The man is then revealed to be someone carrying the weight of a long-standing fear: "This man who has recently written words / to his father forty years in the birthing: / I was always afraid of you. / When would you explode next?" The shift from observing falling pears to confronting an old fear is sudden yet seamless. It suggests that the man, like the pears, has been waiting for a moment of release—his letter to his father, forty years in the making, is his own loosening from the branch. The phrasing "forty years in the birthing" suggests not only a long period of gestation but also a painful struggle, as if this letter has been forming for decades, waiting to finally drop.

At this moment of vulnerability, he experiences "sudden reverence for the pears." This line links the natural world with the human one—the act of falling, of detaching, of moving from one state to another, is no longer just about fruit but about the cycles of life and reconciliation. The pears, in their simple surrender to gravity, mirror his own emotional release.

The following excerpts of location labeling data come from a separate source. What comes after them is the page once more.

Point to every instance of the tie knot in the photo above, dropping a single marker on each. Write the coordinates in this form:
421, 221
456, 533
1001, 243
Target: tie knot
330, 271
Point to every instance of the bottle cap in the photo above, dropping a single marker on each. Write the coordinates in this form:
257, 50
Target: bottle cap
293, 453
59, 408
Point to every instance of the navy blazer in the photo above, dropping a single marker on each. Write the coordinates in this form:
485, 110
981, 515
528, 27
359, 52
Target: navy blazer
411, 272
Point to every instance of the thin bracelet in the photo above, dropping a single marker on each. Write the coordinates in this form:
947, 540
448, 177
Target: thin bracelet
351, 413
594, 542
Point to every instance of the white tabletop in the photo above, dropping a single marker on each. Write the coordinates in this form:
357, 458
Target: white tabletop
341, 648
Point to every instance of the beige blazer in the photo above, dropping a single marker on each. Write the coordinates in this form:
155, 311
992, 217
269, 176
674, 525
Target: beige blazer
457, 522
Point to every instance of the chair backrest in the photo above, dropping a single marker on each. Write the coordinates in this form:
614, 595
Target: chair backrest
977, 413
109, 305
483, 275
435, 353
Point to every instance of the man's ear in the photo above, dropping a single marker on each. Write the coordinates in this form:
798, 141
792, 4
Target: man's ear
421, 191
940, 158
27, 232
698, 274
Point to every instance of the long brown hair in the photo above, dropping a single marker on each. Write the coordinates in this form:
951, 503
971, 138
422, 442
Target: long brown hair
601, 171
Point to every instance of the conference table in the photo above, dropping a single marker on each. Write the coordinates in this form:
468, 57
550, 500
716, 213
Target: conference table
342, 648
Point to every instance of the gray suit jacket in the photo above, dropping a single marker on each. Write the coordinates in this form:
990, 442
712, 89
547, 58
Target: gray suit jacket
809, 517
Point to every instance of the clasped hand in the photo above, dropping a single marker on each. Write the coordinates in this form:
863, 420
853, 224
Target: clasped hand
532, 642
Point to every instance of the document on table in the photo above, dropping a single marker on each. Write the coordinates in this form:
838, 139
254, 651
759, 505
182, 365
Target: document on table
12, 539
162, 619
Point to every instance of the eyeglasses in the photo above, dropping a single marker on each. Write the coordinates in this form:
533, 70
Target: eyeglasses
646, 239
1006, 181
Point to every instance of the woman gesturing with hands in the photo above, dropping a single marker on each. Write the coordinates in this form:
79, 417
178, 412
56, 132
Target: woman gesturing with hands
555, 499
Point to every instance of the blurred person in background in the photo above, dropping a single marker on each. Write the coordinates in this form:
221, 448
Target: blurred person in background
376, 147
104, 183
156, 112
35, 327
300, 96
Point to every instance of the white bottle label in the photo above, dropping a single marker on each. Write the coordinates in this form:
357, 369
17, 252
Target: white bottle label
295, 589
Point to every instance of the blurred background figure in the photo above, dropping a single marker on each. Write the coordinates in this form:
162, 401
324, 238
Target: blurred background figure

The next lines contemplate what happens after the fall: "If a dark bruise rises, / if ants inhabit the juicy crack, / or the body remains firm, unscarred, / remains secret till tomorrow . . ." These images evoke the unknown outcomes of both pears and emotions. Will the fallen fruit bruise, or will it remain intact? Will the man’s letter to his father be met with healing, or will it reveal wounds? The phrase "remains secret till tomorrow" introduces an element of uncertainty—what will the pears look like after a night on the ground? What will become of the words the man has written?

By "tomorrow," the letter may be "lying open on a table." This small, almost offhand statement carries significant weight—there is a shift from internal contemplation to external reality. The letter, which has existed in his mind for forty years, now has a physical presence. Like the pears, it has fallen, and now it will wait to be received.

The poem then returns to the harvest: "We gather pears in baskets, sacks." This communal act contrasts with the solitary act of writing the letter. There is an abundance—so much has been given, so much to sort through. The line "What will we do with everything / that has been given us?" extends beyond the literal pears to encompass inheritance, both tangible and intangible. This is the central question of the poem—how do we handle what we receive, whether it is fruit, love, pain, or memory?

The images of "ginger pears, pear pies, / fingers weighing flesh" suggest both enjoyment and careful selection. Some things are transformed into something new (pies), while others are simply held and examined. This mirrors how we process the past—some experiences are reshaped into stories, others are held quietly in reflection.

The final lines linger on an unexpected detail: "It is hard not to love the pile of peelings / growing on the counter next to the knife." The discarded parts, the things usually thrown away, become beautiful in their accumulation. The peelings, the remnants of what has been processed, are not insignificant. They, too, are part of what has been given. This suggests that even the painful parts of life—the peeling away, the cutting—can be appreciated as part of a whole.

"The Last Day of August" is a meditation on how we deal with the weight of the past, the inheritance of memory, and the way time gently pushes us toward release. Naomi Shihab Nye seamlessly weaves together the natural and the emotional, showing how a simple act like falling pears can mirror the complexities of family, fear, and forgiveness. The poem leaves us with a quiet recognition of life’s cycles, the beauty in both what is kept and what is discarded, and the ever-present question of what we will do with all that we have received.